Effets sur les pays du Sud

6. Les crises sont des moments au cours desquels certaines fractions de capital, en général moins productives et/ou innovatrices et présentant les crédits les plus risqués, font faillite, pour être incorporées dans une structure de propriété plus concentrée. De la sorte, les classes dominantes peuvent en sortir plus fortes qu’elles ne l’étaient –même si une partie d’entre elles tombe dans les classes moyennes. Au XXe siècle, à chaque réorganisation de la domination du capital, le perfectionnement des politiques macro-économiques a permis au système de se doter d’institutions et d’instruments plus efficaces afin d’atténuer les effets dévastateurs des crises… mais jamais d’éviter l’exacerbation de ses contradictions. Aux Etats-Unis, les pires effets de la crise actuelle seront supportés par les plus pauvres. Des millions de familles vont perdre leurs logements dans les prochains mois. Le chômage et la pauvreté vont augmenter, tandis que le pouvoir d’achat des salaires aura tendance à baisser. Sans universalisation de la santé et des allocations-chômage, les conditions de vie y deviendront plus difficiles encore.

7. Mais cette crise est systémique et frappera par répercussions les pays des périphéries et leurs forces de travail, compte tenu du ralentissement général de la croissance économique au Nord et, plus encore, à travers les chaînes de dépendance du Sud. Car les différentes formes de transferts du surplus du Sud vers le Nord continuent d’opérer, par leurs multiples canaux : remboursement de la dette extérieure, rapatriement de bénéfices sur investissements directs étrangers, profits de valorisation de titres enregistrés en investissements de portefeuilles dans les balances des paiements, échange inégal, surcoûts des importations de produits agricoles… L’orientation des prix des produits agricoles à la hausse ne doit pas pousser à l’accentuation de la spécialisation dans des cultures d’exportations, tout spécialement les biocarburants, mais offrir les ressources pour soutenir les agricultures vivrières et améliorer les conditions de vie et de travail dans les sociétés paysannes.

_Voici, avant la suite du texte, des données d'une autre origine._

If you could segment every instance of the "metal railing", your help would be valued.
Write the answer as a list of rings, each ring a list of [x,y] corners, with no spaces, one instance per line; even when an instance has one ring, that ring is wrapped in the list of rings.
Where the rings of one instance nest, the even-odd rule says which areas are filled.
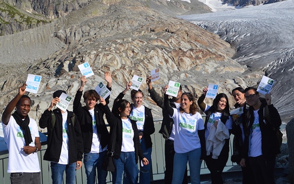
[[[154,122],[160,122],[161,120],[155,120]],[[156,124],[156,132],[152,135],[152,138],[153,142],[152,160],[152,179],[154,182],[156,180],[162,180],[164,178],[164,174],[165,170],[165,160],[164,160],[164,140],[162,138],[161,134],[158,132],[160,129],[161,124]],[[232,140],[232,136],[231,136],[230,140]],[[226,163],[226,165],[224,170],[224,172],[227,171],[232,166],[236,165],[233,164],[230,161],[230,155],[232,155],[232,141],[230,141],[230,152],[229,159]],[[40,168],[41,170],[41,180],[42,184],[52,184],[52,180],[51,178],[51,169],[50,168],[50,162],[43,160],[43,158],[45,151],[47,148],[46,145],[42,146],[42,148],[40,152],[38,152],[38,156],[40,164]],[[0,183],[3,184],[10,184],[9,174],[7,173],[7,166],[8,163],[8,154],[0,155]],[[188,164],[188,176],[190,176]],[[200,170],[201,174],[206,174],[210,172],[205,165],[204,162],[202,162]],[[64,181],[65,184],[65,174],[64,176]],[[112,175],[110,172],[108,175],[106,182],[110,183],[112,182]],[[86,184],[86,176],[84,167],[76,170],[76,184]]]

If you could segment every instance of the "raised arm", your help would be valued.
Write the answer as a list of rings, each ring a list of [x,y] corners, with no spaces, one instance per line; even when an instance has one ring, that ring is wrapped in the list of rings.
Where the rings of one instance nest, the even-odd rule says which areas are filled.
[[[202,90],[203,94],[202,94],[202,95],[198,98],[198,100],[197,100],[198,106],[200,108],[200,109],[203,112],[204,112],[205,108],[206,108],[206,104],[204,102],[204,99],[205,99],[205,96],[206,96],[206,94],[208,90],[208,88],[204,88]]]
[[[6,108],[3,112],[2,114],[2,122],[5,125],[8,124],[10,116],[11,116],[11,112],[16,106],[18,102],[22,96],[26,93],[26,84],[24,84],[22,86],[18,88],[18,93],[16,96],[8,104]]]
[[[172,108],[170,104],[170,102],[168,101],[168,94],[164,94],[164,106],[166,110],[168,113],[168,115],[170,116],[174,115],[174,108]]]

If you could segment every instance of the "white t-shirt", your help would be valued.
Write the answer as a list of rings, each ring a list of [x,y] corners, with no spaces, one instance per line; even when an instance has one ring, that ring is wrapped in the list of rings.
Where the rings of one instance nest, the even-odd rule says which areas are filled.
[[[58,164],[68,164],[68,112],[62,114],[62,145]]]
[[[99,136],[98,136],[98,133],[97,132],[97,127],[96,125],[96,120],[95,118],[95,114],[94,113],[94,108],[88,110],[89,112],[92,116],[92,124],[93,128],[93,136],[92,138],[92,146],[91,146],[90,152],[96,153],[104,152],[107,149],[107,146],[106,146],[104,149],[102,150],[102,147],[100,144],[100,140]]]
[[[180,109],[174,109],[171,116],[176,130],[174,151],[182,154],[201,148],[198,131],[204,130],[204,122],[199,112],[195,114],[181,113]]]
[[[141,106],[136,108],[132,105],[132,110],[130,114],[130,120],[136,121],[138,130],[144,130],[144,122],[145,122],[145,106]]]
[[[4,139],[9,151],[7,172],[40,172],[39,160],[36,152],[30,154],[24,152],[26,146],[24,138],[20,127],[12,116],[7,125],[2,123]],[[39,137],[38,127],[36,121],[30,118],[28,127],[32,142],[30,146],[34,146],[35,138]]]
[[[249,146],[249,156],[256,157],[262,154],[262,132],[260,127],[258,110],[254,110],[254,121],[251,128],[251,138]]]
[[[122,152],[134,152],[134,132],[132,126],[132,123],[129,118],[122,119]]]
[[[206,107],[205,108],[205,110],[204,112],[206,111],[210,108],[210,106],[206,105]],[[208,136],[210,134],[210,128],[211,126],[216,122],[216,120],[218,120],[219,119],[222,118],[222,112],[216,112],[214,113],[212,113],[210,116],[208,117],[206,117],[206,118],[209,118],[208,121],[207,122],[207,128],[205,131],[205,140],[207,140]],[[228,119],[226,120],[226,127],[228,128],[228,130],[232,130],[232,126],[233,121],[232,117],[229,116]]]
[[[177,103],[176,102],[174,102],[174,104],[176,105],[176,106],[177,108],[180,108],[180,104]],[[174,134],[176,134],[176,130],[174,130],[174,124],[172,124],[172,132],[170,132],[170,137],[168,139],[172,140],[174,140]]]

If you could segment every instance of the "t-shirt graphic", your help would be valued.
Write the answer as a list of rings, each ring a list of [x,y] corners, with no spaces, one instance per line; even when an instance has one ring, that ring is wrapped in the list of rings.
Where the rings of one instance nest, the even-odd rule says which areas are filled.
[[[134,151],[134,132],[130,120],[128,118],[122,120],[122,152],[130,152]]]
[[[136,121],[138,130],[144,130],[144,122],[145,122],[145,106],[141,106],[138,108],[132,106],[132,110],[130,114],[130,120]]]

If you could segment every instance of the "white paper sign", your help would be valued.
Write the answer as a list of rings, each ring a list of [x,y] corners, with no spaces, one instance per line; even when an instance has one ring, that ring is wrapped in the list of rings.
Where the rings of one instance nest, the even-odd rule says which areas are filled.
[[[100,82],[95,88],[95,90],[100,97],[104,99],[106,98],[111,94],[112,92],[104,86],[102,82]]]
[[[262,81],[260,83],[260,85],[258,88],[257,91],[262,94],[269,94],[272,88],[274,80],[266,76],[262,76]]]
[[[158,80],[160,79],[160,72],[159,68],[155,68],[154,70],[151,70],[151,82]]]
[[[180,83],[170,80],[168,82],[168,88],[166,90],[166,94],[176,97]]]
[[[215,98],[218,94],[218,85],[217,84],[209,84],[208,90],[206,93],[206,98]]]
[[[26,90],[36,94],[39,88],[39,86],[40,86],[42,78],[42,76],[28,74],[28,75],[26,82]]]
[[[141,78],[140,76],[134,75],[132,79],[132,84],[130,88],[138,90],[142,82],[143,78]]]
[[[83,76],[85,76],[86,78],[94,75],[94,72],[92,70],[92,68],[91,68],[91,66],[90,66],[88,62],[80,64],[78,66]]]
[[[72,99],[72,97],[62,92],[60,96],[59,96],[60,102],[58,102],[57,104],[56,104],[56,107],[59,108],[59,109],[62,111],[66,111],[66,109],[68,108]]]
[[[234,110],[232,110],[230,112],[230,115],[232,115],[232,114],[243,114],[243,108],[236,108],[236,109],[234,109]]]

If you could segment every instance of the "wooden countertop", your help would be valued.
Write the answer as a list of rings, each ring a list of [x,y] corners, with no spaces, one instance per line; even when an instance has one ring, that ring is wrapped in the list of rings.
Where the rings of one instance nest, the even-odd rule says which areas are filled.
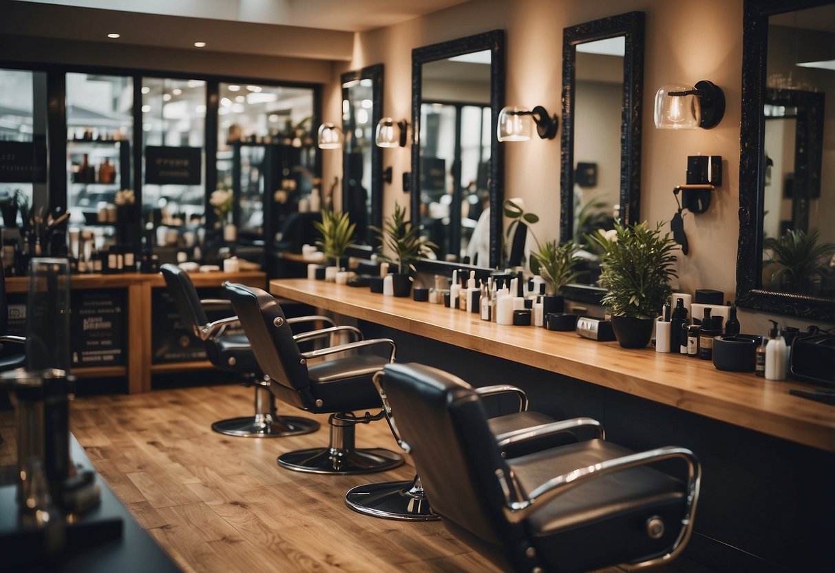
[[[454,346],[523,363],[762,434],[835,452],[835,406],[788,393],[809,386],[753,373],[716,370],[711,362],[629,350],[574,332],[499,326],[476,314],[415,302],[367,288],[307,279],[270,281],[272,294]]]

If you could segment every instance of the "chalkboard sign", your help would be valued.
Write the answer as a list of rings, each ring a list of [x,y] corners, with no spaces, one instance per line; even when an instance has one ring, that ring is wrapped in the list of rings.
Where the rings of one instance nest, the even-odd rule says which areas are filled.
[[[0,141],[0,183],[46,183],[46,155],[43,138]]]
[[[69,300],[72,366],[124,366],[124,292],[74,291]]]
[[[200,147],[145,148],[145,183],[199,185],[202,183],[203,150]]]

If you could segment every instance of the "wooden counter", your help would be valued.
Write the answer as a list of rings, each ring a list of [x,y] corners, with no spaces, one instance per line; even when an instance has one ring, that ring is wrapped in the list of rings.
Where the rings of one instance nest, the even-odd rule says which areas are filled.
[[[627,350],[574,332],[498,326],[443,305],[322,281],[278,279],[272,294],[448,344],[523,363],[762,434],[835,452],[835,406],[792,396],[795,382],[716,370],[711,362]]]
[[[242,282],[253,286],[263,286],[266,275],[261,271],[240,272],[195,272],[190,273],[192,282],[197,288],[220,286],[225,281]],[[79,378],[104,378],[126,376],[128,391],[148,392],[151,389],[151,374],[155,372],[177,372],[186,369],[211,368],[209,362],[190,362],[182,364],[152,364],[151,352],[151,290],[164,288],[165,280],[159,273],[144,274],[125,272],[113,275],[83,274],[70,277],[70,288],[80,289],[125,289],[127,298],[126,338],[124,348],[125,366],[104,366],[75,368],[72,373]],[[26,293],[28,279],[25,276],[6,279],[6,292]]]

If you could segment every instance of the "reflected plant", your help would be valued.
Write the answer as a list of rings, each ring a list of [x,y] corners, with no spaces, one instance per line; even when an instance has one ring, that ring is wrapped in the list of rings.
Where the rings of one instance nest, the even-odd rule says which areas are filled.
[[[313,226],[321,234],[321,239],[316,244],[321,247],[325,257],[339,265],[339,260],[345,251],[352,246],[355,223],[352,223],[347,213],[337,213],[331,210],[321,211],[321,221],[314,221]]]
[[[380,243],[394,253],[394,256],[383,254],[381,258],[397,265],[399,273],[407,270],[414,271],[411,261],[432,248],[438,248],[435,243],[420,235],[420,229],[407,217],[406,207],[401,207],[397,203],[394,204],[392,216],[383,221],[382,229],[373,226],[372,229],[377,233]]]
[[[763,241],[765,264],[773,264],[771,284],[792,292],[808,292],[815,276],[822,277],[827,271],[829,257],[835,253],[835,243],[817,244],[819,230],[808,233],[788,230],[782,238],[766,237]]]

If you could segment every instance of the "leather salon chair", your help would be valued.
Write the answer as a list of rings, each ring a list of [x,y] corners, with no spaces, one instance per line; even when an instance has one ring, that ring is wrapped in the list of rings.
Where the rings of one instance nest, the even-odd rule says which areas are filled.
[[[309,335],[293,334],[281,305],[272,295],[259,288],[229,282],[225,287],[252,342],[256,358],[272,383],[272,393],[296,408],[331,414],[331,442],[327,447],[283,454],[278,457],[279,465],[295,471],[347,475],[383,471],[403,463],[402,456],[387,449],[354,447],[356,425],[383,417],[382,410],[373,415],[367,411],[361,416],[353,411],[382,407],[372,377],[394,361],[393,341],[362,340],[362,332],[353,327],[335,327],[319,332],[351,333],[357,340],[301,352],[299,343],[309,339]],[[385,356],[355,352],[381,348]]]
[[[433,510],[499,566],[643,567],[686,545],[701,480],[690,450],[636,453],[592,439],[508,459],[506,447],[535,444],[561,423],[494,436],[477,393],[420,364],[387,365],[381,384]],[[684,479],[650,467],[664,460],[683,462]]]
[[[255,387],[255,414],[215,422],[211,426],[213,430],[230,436],[278,438],[310,434],[319,429],[319,423],[316,420],[278,415],[276,399],[270,392],[270,382],[258,367],[250,341],[245,334],[225,332],[229,327],[239,326],[236,317],[209,321],[206,310],[215,307],[230,311],[229,301],[200,300],[188,273],[176,265],[166,263],[160,267],[160,271],[165,278],[168,292],[174,298],[180,322],[203,342],[210,362],[220,370],[240,374],[245,383]],[[326,317],[301,317],[291,321],[293,323],[333,324],[333,321]]]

8. La situation actuelle est complexifiée par le fait que certains grands pays du Sud –aux premiers desquels figurent la Chine ou le Brésil– possèdent d’importantes réserves de change, grâce auxquelles ils aident de facto le gouvernement des Etats-Unis à éviter un effondrement de son économie, plutôt que de consacrer ces ressources à la satisfaction des besoins de leurs politiques
sociales. Une dépréciation du dollar entraînerait la dévalorisation de leurs propres réserves officielles. Plusieurs pays du Sud –dont les Emirats du Golfe– ont aussi déjà soutenu de grandes banques du Nord en difficultés, par le biais de leurs fonds souverains [Fonds de placements financiers détenus par un État, gérant l’épargne nationale]. Mais la dette extérieure des pays du Sud continue de croître, alors même que cet ensemble (de 145 économies) a déjà payé au Nord entre 1980 et 2006 quelque 7 674 milliards de dollars au titre du service de leur dette. Cette gigantesque ponction de ressources n’a pourtant pas changé la nature de ces sociétés dépendantes, ni celle de leurs relations avec le Nord. Son accentuation du fait même de la crise contribuera au contraire à concentrer encore plus les richesses, au niveau intra-national d’une part, au bénéfice des classes dominantes du Sud, et au niveau international d’autre part, en faveur des pays du Nord. Sans
règlementation des mouvements de capitaux ni lutte contre la spéculation financière, on doit s’attendre à voir augmenter la pauvreté au cours des prochaines années. Ces tendances exerceront une pression à la hausse du taux d’exploitation de la force du travail dans les économies périphériques et actionneront les mécanismes auto-entretenus de blocage du développement au Sud.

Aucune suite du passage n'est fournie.